The fine relates to the late disconnecting of 5.1 million MTN Nigerian subscribers in August and September 2015.
The South African-based mobile phone operator said it has received a formal letter dated 2 December 2015 from the NCC informing them to pay $3.4 billion by 31 December 2015.
But later on Thursday, MTN received another surprise letter from the Nigerian authorities.
“Late on 3 December 2015, the day after receipt of the First Letter, the company received a further letter from the NCC dated 3 December 2015 (the Second Letter). The Second Letter, which was stated to supersede the First Letter, informed the company that the fine had actually been reduced by 25% to 780 Billion Naira and not by 35% to 674 Billion Naira, as was stated in the First Letter.

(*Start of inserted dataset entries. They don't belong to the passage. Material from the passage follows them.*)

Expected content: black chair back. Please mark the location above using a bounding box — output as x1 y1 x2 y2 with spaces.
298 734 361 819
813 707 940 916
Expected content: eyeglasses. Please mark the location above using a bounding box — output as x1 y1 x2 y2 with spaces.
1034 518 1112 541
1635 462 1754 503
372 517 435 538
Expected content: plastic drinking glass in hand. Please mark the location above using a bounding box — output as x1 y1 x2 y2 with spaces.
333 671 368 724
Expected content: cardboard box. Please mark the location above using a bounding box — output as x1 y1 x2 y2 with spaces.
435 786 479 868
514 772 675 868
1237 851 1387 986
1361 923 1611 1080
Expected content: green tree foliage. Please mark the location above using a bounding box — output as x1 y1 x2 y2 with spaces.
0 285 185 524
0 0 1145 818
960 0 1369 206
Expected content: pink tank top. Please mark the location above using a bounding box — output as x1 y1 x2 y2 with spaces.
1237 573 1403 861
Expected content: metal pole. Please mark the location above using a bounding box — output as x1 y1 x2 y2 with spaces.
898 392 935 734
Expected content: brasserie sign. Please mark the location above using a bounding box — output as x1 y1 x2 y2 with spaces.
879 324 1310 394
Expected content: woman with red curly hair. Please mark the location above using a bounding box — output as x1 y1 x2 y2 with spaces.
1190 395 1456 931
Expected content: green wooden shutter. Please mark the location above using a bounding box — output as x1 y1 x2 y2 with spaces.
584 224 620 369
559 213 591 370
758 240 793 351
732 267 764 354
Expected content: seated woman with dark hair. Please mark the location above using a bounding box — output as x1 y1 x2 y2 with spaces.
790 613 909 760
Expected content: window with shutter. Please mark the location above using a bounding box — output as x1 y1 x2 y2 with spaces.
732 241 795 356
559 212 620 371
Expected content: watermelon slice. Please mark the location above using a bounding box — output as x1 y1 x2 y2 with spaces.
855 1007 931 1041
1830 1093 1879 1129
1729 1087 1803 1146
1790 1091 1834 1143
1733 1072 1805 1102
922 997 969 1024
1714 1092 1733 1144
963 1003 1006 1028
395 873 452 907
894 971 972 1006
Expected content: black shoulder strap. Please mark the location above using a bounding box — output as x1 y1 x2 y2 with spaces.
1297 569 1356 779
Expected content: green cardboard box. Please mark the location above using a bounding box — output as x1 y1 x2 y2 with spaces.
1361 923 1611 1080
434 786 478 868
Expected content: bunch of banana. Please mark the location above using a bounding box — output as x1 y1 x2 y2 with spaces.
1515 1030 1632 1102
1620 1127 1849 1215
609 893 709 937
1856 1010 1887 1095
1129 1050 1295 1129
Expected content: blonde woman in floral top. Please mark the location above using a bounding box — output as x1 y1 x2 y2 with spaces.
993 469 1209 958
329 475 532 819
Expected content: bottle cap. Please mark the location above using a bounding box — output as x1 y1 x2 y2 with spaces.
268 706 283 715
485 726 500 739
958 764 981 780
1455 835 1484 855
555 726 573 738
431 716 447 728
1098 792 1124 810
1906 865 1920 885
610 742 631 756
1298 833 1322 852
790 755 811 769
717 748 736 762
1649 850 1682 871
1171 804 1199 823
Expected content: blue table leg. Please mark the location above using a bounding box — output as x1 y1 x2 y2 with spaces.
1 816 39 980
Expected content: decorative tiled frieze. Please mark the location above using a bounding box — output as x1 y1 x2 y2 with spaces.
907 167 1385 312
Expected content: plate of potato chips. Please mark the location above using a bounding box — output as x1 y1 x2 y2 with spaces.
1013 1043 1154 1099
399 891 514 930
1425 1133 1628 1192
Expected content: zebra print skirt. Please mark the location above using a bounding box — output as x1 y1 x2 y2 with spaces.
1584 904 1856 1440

The payment date remained 31 December 2015,” the mobile phone operator informed investors.
“Neither the First Letter nor the Second Letter sets out any details on how the reduction wasDetermined,” MTN said, adding that it is carefully considering both the First Letter and the Second Letter, and the Executive Chairman Phuthuma Nhleko will immediately and urgently re-engage with the Nigerian Authorities before responding formally.
The commotion in Nigeria has resulted in MTN losing its group CEO Sifiso Dabengwa and the CEO of the Nigerian operation, Michael Ikpoki, who resigned yesterday.
The company is also restricting its operations and management team and the company’s market value has been significantly slashed by the commotion in its biggest market of Nigeria.